Any parent with more than one child knows the “Gotcha” game. The kids are strapped safely into the back seat, and Child A begins poking Child B, Child B screams about the unfairness of it while poking back at Child A, poking turns into swatting, and swatting turns into hitting and ……yeah, it’s a mess. Each child is equally outraged by the indignity of the poke while also doing the exact same thing.

This week has felt like a massive game of Gotcha in pretty much every area of my life.

It certainly occurred on a national scale, as the horror show at the nation’s Capitol played out. While flipping through news stations with every possible political bent (in a desperate search for unbiased reporting), I kept hearing the same message, “Well….THEY started it! THEY poked first!” You can insert “they” with the name of any opposing political party.

The Gotcha game dominated my Facebook threads this week. People I love and care about were using the cover of seemingly kind and strong stances to also take an underhanded jab at a family member or colleague with differing views. While most would scroll past after a quick click on the little heart or thumbs up icon, those with just a smidge of backstory know it was meant to poke a chosen one (or few). The post was a Trojan Horse of hurt. Gotcha.

A parent and child I work closely with, working on communicating without arguing, quickly escalated a missing homework assignment discussion into cuts and wounds so deep they hopefully will be forgiven, but never forgotten.

“Did you mean to slice your mom wide open with that?” I asked. The teen looked at me, horrified, and said, “NO! I would never want to hurt her like that”. Well, you did. You got her, and you got her good. Gotcha.

The Gotcha game’s greatest power lies in it’s ability to pull people away from real issues. It becomes more about being “right”, being vindicated, getting the last word, the last jab, than it is about any form of true resolution.

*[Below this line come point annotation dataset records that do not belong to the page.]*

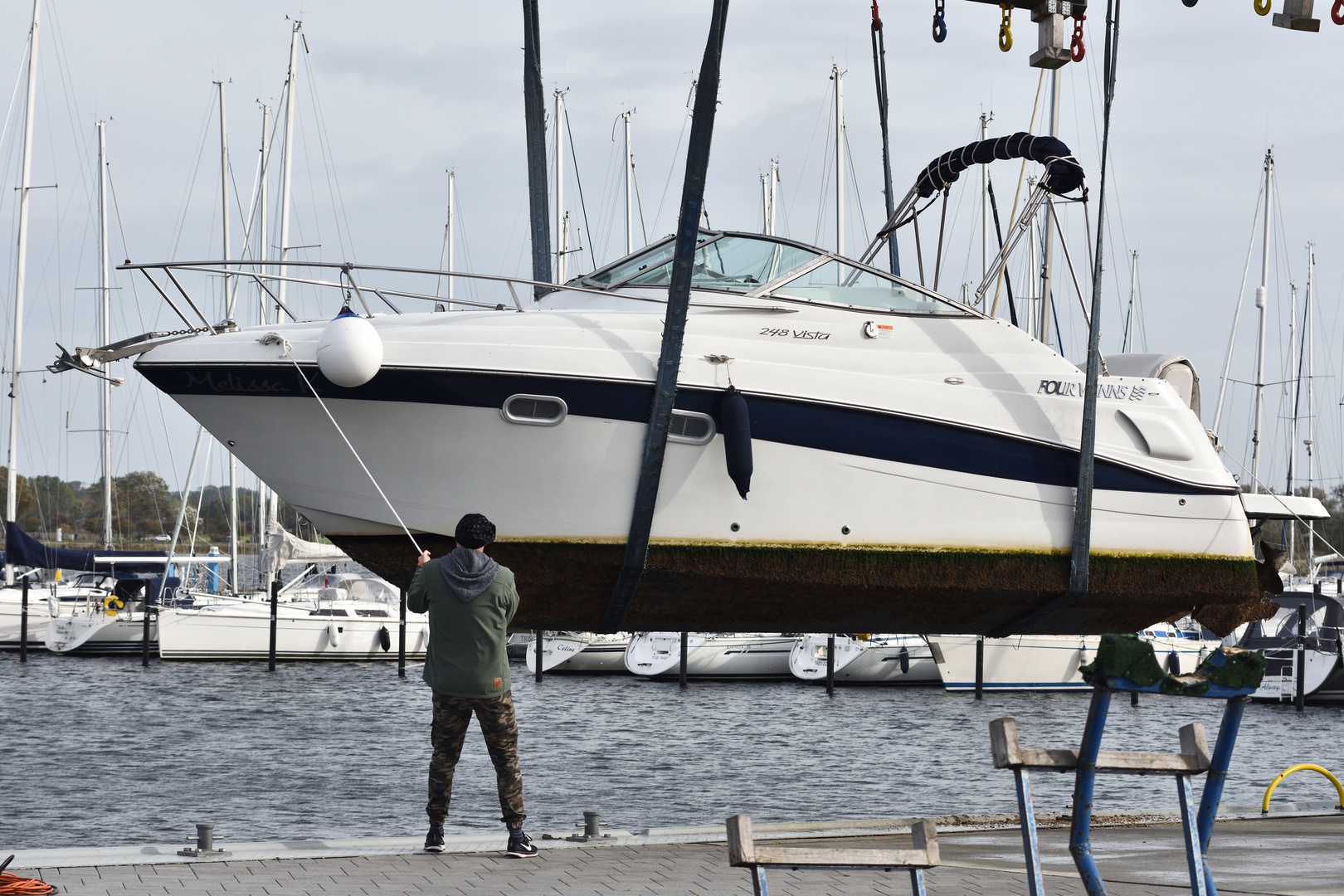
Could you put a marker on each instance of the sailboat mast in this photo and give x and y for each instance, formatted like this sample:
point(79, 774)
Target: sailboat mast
point(223, 192)
point(1309, 325)
point(448, 234)
point(1049, 238)
point(1127, 342)
point(774, 182)
point(286, 168)
point(629, 188)
point(838, 77)
point(765, 207)
point(984, 204)
point(12, 480)
point(105, 293)
point(561, 242)
point(1261, 301)
point(264, 186)
point(1294, 377)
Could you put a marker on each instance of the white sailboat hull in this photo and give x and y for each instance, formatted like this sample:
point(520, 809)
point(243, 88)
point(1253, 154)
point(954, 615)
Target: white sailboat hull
point(242, 631)
point(901, 659)
point(962, 416)
point(1047, 663)
point(101, 635)
point(747, 655)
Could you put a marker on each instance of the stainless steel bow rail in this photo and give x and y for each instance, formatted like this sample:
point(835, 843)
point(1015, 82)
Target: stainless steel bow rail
point(745, 853)
point(1088, 761)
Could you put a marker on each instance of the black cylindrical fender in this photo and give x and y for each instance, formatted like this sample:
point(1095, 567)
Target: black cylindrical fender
point(737, 440)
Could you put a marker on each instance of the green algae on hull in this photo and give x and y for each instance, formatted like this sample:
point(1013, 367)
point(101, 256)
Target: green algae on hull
point(745, 587)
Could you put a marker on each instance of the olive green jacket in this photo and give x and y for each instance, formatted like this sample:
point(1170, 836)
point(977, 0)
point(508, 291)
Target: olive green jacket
point(465, 655)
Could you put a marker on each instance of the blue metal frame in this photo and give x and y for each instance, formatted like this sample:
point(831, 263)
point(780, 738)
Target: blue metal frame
point(1030, 845)
point(1220, 763)
point(1196, 829)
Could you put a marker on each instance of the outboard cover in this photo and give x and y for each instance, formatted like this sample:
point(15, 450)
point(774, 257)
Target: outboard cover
point(350, 351)
point(737, 440)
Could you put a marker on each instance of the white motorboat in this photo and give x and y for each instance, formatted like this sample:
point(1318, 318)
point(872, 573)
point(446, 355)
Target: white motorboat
point(863, 392)
point(1053, 663)
point(877, 659)
point(581, 652)
point(46, 601)
point(710, 655)
point(350, 618)
point(557, 648)
point(1322, 655)
point(518, 644)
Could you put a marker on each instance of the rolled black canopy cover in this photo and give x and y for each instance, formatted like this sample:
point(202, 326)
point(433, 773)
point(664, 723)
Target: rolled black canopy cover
point(1064, 173)
point(737, 440)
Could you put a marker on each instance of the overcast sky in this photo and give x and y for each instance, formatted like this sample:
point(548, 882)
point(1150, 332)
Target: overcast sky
point(392, 95)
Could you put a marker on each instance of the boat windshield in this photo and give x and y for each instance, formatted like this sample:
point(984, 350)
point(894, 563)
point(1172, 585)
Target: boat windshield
point(747, 264)
point(839, 284)
point(737, 264)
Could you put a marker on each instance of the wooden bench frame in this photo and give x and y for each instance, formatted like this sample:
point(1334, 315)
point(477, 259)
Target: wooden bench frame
point(745, 853)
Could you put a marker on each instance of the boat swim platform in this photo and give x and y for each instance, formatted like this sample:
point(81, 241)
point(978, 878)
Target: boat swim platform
point(1298, 850)
point(758, 587)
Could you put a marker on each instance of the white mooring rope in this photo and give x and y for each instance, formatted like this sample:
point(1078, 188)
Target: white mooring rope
point(275, 338)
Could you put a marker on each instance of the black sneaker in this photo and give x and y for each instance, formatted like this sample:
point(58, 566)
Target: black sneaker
point(520, 845)
point(435, 839)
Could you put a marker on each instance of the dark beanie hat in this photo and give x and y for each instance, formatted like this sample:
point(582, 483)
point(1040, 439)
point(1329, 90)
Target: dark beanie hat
point(474, 531)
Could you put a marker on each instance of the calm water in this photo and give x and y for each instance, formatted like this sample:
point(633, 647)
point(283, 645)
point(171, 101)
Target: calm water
point(102, 752)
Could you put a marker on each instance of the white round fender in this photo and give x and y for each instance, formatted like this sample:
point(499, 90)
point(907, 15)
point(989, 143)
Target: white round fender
point(350, 351)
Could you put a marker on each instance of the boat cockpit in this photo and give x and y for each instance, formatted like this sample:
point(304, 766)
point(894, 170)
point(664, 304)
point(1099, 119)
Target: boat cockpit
point(760, 266)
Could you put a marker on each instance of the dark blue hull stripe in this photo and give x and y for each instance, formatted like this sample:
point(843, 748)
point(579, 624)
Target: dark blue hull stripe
point(828, 427)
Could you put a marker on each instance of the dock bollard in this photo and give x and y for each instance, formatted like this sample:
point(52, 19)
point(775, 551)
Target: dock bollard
point(980, 666)
point(830, 665)
point(539, 637)
point(1300, 698)
point(275, 605)
point(683, 660)
point(144, 631)
point(205, 843)
point(23, 625)
point(401, 640)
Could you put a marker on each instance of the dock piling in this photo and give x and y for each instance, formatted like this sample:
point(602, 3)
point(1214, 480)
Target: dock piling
point(682, 677)
point(830, 665)
point(541, 635)
point(23, 624)
point(980, 666)
point(144, 633)
point(1300, 688)
point(401, 640)
point(275, 602)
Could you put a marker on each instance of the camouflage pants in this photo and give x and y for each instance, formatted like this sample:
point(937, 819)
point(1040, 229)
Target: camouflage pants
point(499, 724)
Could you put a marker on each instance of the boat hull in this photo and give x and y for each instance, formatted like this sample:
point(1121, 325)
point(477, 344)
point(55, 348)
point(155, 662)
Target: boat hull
point(101, 635)
point(244, 633)
point(732, 657)
point(962, 421)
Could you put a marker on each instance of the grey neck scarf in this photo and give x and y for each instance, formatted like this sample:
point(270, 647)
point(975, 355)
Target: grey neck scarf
point(468, 572)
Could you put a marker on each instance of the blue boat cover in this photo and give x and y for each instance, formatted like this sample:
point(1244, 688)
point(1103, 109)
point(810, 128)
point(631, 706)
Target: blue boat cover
point(1064, 173)
point(26, 551)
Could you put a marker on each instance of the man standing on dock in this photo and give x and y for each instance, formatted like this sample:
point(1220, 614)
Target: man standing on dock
point(470, 601)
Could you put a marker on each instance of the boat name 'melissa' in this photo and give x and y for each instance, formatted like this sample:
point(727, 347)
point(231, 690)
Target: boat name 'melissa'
point(1103, 390)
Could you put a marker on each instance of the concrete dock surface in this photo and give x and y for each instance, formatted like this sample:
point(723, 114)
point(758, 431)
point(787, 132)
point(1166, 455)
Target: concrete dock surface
point(1298, 855)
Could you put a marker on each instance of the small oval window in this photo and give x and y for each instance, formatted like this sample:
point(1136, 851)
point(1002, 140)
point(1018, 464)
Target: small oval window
point(535, 410)
point(691, 427)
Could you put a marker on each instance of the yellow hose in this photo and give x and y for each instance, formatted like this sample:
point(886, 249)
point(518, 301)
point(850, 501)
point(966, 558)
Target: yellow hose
point(1305, 766)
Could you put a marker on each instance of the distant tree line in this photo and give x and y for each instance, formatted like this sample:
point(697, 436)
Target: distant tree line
point(143, 507)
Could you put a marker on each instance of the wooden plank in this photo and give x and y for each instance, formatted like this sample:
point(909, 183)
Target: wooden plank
point(1177, 763)
point(925, 835)
point(741, 850)
point(802, 856)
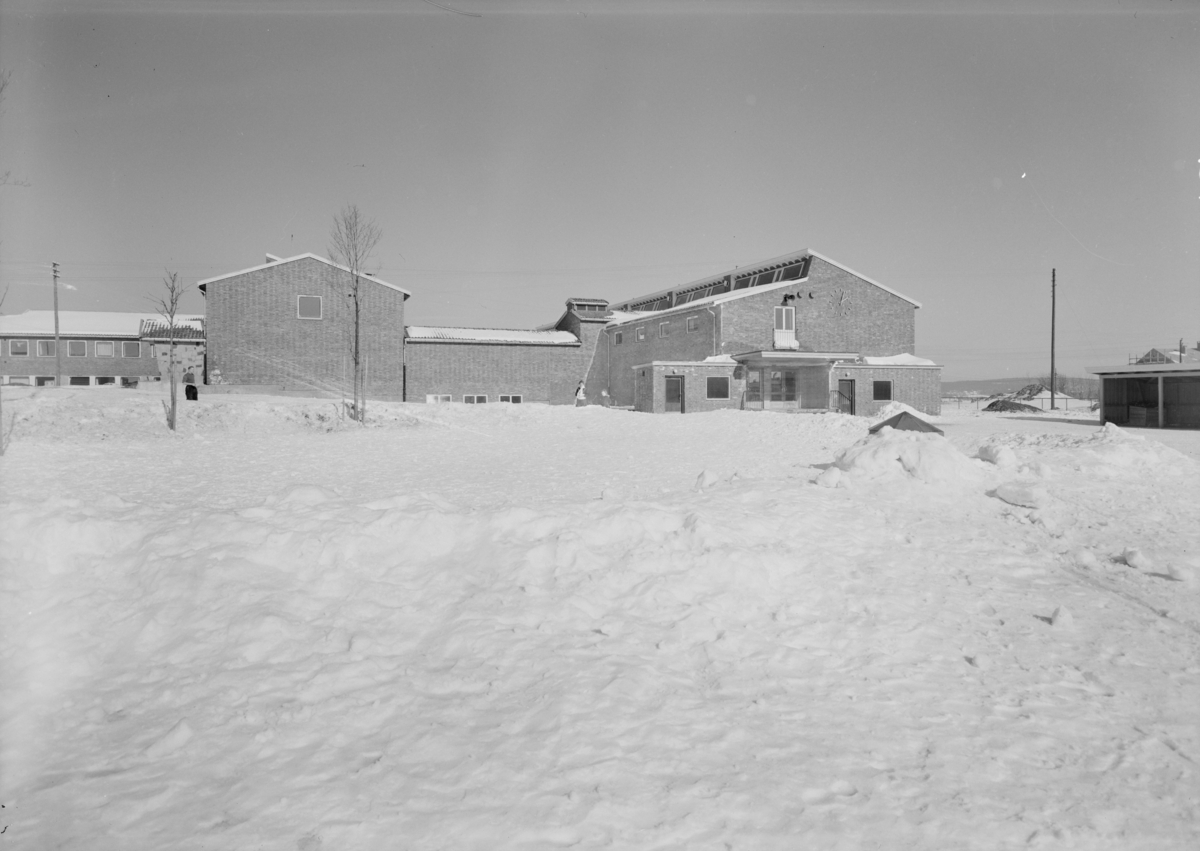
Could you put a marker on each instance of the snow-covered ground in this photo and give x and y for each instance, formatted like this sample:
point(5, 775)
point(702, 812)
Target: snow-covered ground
point(505, 627)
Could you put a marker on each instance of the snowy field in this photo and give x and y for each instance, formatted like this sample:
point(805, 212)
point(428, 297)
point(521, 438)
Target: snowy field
point(509, 627)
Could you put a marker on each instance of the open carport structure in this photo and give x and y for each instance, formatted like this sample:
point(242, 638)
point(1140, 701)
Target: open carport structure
point(1157, 395)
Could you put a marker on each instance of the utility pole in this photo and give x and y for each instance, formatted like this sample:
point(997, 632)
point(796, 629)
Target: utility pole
point(1054, 376)
point(58, 347)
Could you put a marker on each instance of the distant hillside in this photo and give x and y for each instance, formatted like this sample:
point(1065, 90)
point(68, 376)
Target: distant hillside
point(985, 387)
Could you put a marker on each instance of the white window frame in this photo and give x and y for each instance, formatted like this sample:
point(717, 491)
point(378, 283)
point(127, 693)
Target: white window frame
point(321, 305)
point(729, 388)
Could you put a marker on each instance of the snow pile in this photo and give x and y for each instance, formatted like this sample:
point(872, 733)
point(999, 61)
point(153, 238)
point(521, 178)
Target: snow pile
point(892, 454)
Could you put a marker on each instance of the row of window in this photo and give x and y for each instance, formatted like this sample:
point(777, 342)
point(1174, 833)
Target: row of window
point(473, 399)
point(76, 348)
point(73, 381)
point(664, 330)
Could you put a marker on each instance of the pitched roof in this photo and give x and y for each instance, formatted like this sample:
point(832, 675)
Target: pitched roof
point(489, 335)
point(77, 323)
point(205, 282)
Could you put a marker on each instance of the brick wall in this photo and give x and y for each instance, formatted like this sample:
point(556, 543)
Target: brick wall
point(651, 387)
point(918, 387)
point(143, 366)
point(539, 373)
point(835, 311)
point(613, 364)
point(255, 335)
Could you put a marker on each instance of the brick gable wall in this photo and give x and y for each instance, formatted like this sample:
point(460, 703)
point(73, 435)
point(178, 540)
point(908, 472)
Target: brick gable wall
point(256, 337)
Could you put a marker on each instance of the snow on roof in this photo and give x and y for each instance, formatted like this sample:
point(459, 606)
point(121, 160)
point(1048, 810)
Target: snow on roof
point(73, 323)
point(899, 360)
point(490, 335)
point(311, 256)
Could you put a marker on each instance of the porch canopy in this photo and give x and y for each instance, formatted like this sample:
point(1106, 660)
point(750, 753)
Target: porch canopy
point(790, 381)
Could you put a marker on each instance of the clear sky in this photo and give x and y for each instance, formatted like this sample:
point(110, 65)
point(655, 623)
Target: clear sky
point(517, 153)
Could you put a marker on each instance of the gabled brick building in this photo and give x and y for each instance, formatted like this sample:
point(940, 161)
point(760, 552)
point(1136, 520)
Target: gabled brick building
point(288, 324)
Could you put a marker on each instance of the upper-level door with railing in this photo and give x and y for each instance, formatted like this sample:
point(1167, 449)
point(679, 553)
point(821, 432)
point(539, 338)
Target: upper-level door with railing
point(785, 329)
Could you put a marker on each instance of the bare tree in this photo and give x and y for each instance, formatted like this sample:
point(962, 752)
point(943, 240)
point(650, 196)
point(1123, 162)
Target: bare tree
point(6, 179)
point(168, 309)
point(352, 240)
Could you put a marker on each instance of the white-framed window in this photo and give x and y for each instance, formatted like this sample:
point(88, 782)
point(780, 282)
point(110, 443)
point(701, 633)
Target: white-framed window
point(309, 307)
point(718, 387)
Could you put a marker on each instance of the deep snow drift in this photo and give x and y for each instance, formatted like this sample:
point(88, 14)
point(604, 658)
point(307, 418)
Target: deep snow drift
point(507, 627)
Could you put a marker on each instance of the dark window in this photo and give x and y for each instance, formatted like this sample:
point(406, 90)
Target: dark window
point(719, 387)
point(309, 306)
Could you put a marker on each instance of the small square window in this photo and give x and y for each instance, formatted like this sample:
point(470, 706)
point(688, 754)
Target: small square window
point(309, 306)
point(718, 387)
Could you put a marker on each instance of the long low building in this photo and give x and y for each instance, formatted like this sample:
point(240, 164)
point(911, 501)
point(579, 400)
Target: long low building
point(97, 347)
point(798, 333)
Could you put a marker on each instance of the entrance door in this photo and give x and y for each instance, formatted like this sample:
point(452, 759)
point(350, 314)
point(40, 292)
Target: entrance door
point(846, 395)
point(675, 394)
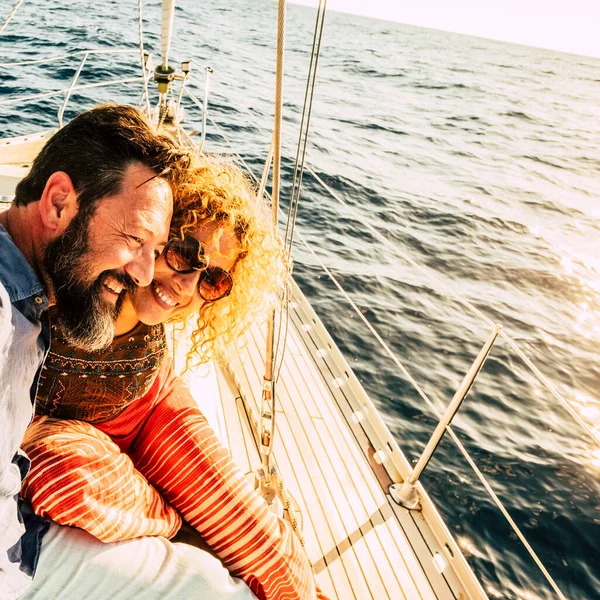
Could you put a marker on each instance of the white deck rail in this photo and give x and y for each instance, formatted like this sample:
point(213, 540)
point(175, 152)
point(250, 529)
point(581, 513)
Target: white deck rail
point(594, 435)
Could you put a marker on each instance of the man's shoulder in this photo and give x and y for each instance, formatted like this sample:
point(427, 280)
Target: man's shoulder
point(16, 274)
point(6, 328)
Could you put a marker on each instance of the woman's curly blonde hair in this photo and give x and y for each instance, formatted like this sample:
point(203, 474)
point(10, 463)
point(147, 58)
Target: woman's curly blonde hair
point(215, 191)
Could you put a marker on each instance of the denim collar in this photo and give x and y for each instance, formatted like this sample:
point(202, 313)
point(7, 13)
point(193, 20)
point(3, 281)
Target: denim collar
point(16, 274)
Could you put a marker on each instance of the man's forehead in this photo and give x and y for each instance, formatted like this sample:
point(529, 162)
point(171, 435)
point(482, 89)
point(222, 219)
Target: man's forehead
point(152, 221)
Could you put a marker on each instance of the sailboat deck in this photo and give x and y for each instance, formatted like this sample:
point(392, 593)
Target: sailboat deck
point(361, 543)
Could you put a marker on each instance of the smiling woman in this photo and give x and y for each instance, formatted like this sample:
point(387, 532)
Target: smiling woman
point(135, 421)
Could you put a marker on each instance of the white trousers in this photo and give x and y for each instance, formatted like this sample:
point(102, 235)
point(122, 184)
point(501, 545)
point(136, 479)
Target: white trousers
point(74, 565)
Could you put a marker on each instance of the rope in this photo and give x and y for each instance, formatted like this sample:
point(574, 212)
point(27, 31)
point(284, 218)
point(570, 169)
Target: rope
point(458, 443)
point(142, 58)
point(10, 16)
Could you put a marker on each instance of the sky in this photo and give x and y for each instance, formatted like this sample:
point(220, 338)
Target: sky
point(565, 25)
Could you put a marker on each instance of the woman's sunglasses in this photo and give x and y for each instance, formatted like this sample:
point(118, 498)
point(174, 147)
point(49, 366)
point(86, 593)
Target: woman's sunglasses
point(187, 256)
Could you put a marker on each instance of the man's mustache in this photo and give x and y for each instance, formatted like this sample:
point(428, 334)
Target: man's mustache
point(123, 279)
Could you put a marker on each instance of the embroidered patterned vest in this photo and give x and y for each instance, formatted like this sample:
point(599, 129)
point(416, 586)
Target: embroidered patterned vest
point(97, 386)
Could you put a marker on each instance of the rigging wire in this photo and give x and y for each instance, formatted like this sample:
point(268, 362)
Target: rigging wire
point(294, 198)
point(458, 298)
point(10, 16)
point(544, 380)
point(303, 134)
point(450, 431)
point(146, 98)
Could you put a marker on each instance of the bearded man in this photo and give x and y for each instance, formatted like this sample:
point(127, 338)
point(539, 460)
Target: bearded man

Passive-aggressiveness is not a pretty look on any of us. When we write a social media post that is benign to most but will cut to the quick for a certain intended reader, we’re putting on a passive-aggressive cloak and strutting around proudly, thinking we are so clever and subtle, and yet we march around like the Emperor’s New Clothes. Not a good look, indeed.

When the intention of our words are to poke another, we are so caught up in the Gotcha game that our words become weapons. We need to be careful that we don’t think we are part of any possible form of solution when we, too, are wrecklessly weilding weapons.

The Gotcha game’s danger is it delays us from focusing on justice and resolution. If we are poking, we are not healing. If we are poking, we are living in the past and not solution-oriented. If we are Hell-bent on one last jab, getting the last word, we are not moving forward.

We need to use our words. We MUST stand up against injustices whether they occur in a zoom session, the kitchen table, or the seat of world democracy. When we dress them up in thinly-veiled hostility, we dishonor the very principles we are trying to defend or represent.

We should be bold and confident enough in what we believe that we don’t need to play games with it. It dishonors the very things we say we represent.

I want my “weapon” to be peace, compassion, and responsible social impact. I want my words to be used to unite, not to divide. I want my words to be used to resolve conflicts, not keep them flamed. The Gotcha game stops when one person decides to not poke back, and use principled action instead.